YOUR SOLIN GENERATED RECIPE
Pan-Seared Cod with Lemon-Dill Sauce
Pan-seared cod fillets topped with a creamy, zesty lemon-dill sauce and served alongside fluffy quinoa and crisp roasted asparagus.
INGREDIENTS
8 oz Cod fillet
1 tbsp Olive oil
0.25 cup Plain Greek yogurt
1 tbsp Fresh dill
1 tbsp Lemon juice
0.5 cup Cooked quinoa
1 cup Asparagus spears
0.25 tsp Sea salt
0.25 tsp Black pepper
0.25 tsp Garlic powder
PREPARATION
Pat the cod fillets dry with a paper towel and season both sides evenly with sea salt, black pepper, and garlic powder.

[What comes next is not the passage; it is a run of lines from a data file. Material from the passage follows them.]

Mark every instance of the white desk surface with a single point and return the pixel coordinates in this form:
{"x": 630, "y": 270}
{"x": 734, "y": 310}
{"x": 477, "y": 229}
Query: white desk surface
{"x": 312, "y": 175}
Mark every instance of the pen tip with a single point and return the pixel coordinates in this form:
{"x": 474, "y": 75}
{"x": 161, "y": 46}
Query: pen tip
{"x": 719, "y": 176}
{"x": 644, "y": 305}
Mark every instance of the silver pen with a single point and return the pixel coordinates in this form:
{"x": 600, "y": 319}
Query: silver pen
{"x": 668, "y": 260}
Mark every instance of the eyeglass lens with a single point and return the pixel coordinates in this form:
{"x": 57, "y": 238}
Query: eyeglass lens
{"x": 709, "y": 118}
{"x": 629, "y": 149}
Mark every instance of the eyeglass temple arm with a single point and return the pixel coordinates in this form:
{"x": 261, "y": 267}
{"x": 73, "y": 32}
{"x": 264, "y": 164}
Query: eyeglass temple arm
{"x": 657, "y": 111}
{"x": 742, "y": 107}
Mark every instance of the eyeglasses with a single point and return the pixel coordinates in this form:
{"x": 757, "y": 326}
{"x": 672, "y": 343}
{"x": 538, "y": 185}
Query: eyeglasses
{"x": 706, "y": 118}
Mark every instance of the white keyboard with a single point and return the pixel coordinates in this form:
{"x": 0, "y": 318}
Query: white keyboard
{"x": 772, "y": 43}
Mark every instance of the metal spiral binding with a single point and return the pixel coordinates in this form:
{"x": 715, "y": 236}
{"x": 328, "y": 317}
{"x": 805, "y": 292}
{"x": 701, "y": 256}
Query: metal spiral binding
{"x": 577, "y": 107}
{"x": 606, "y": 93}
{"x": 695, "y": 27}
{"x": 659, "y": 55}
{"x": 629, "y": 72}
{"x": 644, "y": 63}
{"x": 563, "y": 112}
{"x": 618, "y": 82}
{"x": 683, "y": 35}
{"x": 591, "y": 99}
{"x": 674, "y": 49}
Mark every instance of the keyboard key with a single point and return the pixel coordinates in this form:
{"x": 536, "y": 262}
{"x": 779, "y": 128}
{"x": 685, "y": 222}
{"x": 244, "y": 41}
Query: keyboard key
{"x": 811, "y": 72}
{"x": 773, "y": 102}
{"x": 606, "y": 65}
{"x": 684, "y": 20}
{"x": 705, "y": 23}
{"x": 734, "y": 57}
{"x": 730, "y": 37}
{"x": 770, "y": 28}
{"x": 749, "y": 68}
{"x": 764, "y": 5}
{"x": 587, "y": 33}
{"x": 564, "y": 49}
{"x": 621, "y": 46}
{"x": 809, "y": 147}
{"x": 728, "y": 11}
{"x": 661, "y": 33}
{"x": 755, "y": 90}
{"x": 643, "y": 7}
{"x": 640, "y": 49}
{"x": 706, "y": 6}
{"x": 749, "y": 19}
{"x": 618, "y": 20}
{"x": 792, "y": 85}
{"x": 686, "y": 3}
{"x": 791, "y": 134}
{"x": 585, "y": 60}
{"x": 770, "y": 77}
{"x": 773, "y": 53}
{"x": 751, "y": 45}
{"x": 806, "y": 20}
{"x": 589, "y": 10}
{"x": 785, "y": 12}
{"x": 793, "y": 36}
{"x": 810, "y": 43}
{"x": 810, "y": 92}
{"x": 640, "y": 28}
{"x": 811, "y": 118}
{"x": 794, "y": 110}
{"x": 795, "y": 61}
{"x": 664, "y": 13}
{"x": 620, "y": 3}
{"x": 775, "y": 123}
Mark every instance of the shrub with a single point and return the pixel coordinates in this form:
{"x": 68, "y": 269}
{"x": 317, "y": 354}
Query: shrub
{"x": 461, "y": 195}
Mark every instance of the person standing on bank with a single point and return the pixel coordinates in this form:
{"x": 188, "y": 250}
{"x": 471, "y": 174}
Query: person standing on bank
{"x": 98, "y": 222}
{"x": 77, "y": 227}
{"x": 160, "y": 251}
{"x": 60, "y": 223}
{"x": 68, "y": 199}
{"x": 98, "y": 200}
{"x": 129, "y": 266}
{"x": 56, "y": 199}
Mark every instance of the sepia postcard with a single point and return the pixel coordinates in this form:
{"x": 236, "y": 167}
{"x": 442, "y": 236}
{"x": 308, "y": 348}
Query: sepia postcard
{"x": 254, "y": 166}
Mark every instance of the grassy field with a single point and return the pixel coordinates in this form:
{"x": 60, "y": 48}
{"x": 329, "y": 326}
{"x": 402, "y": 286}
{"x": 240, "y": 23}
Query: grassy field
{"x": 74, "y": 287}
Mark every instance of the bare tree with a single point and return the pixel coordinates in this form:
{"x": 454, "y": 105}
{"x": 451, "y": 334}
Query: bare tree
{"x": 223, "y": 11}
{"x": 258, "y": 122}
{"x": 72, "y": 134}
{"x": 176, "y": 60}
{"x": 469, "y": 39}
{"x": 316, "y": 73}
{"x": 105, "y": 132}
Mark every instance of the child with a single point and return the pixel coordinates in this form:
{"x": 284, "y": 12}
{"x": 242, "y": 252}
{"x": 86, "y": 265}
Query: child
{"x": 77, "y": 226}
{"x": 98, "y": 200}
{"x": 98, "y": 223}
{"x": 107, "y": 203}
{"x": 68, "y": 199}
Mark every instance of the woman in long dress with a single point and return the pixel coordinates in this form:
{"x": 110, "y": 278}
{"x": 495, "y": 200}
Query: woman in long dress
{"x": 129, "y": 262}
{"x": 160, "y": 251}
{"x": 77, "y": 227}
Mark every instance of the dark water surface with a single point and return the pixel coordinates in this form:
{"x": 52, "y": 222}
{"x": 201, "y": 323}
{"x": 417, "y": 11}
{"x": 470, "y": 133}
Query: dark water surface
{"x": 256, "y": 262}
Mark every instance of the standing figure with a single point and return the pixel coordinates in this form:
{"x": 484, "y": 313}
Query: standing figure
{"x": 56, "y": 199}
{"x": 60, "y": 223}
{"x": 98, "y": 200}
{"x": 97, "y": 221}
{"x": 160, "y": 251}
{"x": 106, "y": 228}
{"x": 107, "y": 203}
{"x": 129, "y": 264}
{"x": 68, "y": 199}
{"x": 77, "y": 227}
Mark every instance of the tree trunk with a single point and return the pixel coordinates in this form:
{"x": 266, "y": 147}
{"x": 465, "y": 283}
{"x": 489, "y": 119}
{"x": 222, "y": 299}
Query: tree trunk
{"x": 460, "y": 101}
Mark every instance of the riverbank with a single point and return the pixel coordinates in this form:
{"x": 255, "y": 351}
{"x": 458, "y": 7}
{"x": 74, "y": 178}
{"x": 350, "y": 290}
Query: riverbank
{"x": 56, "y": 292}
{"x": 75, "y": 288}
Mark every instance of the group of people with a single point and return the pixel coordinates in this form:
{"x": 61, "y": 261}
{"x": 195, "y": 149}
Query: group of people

Heat the olive oil in a large non-stick skillet over medium-high heat until the oil is shimmering.
Carefully place the cod in the skillet and sear for 3 to 4 minutes per side until the exterior is golden brown and the fish flakes easily with a fork.
While the fish is searing, whisk together the Greek yogurt, finely chopped fresh dill, and lemon juice in a small bowl until smooth.
Steam or lightly sauté the asparagus spears until they are tender-crisp and bright green.
Plate the cod over a bed of warm, fluffy quinoa and drizzle the zesty lemon-dill sauce over the top, serving the asparagus on the side.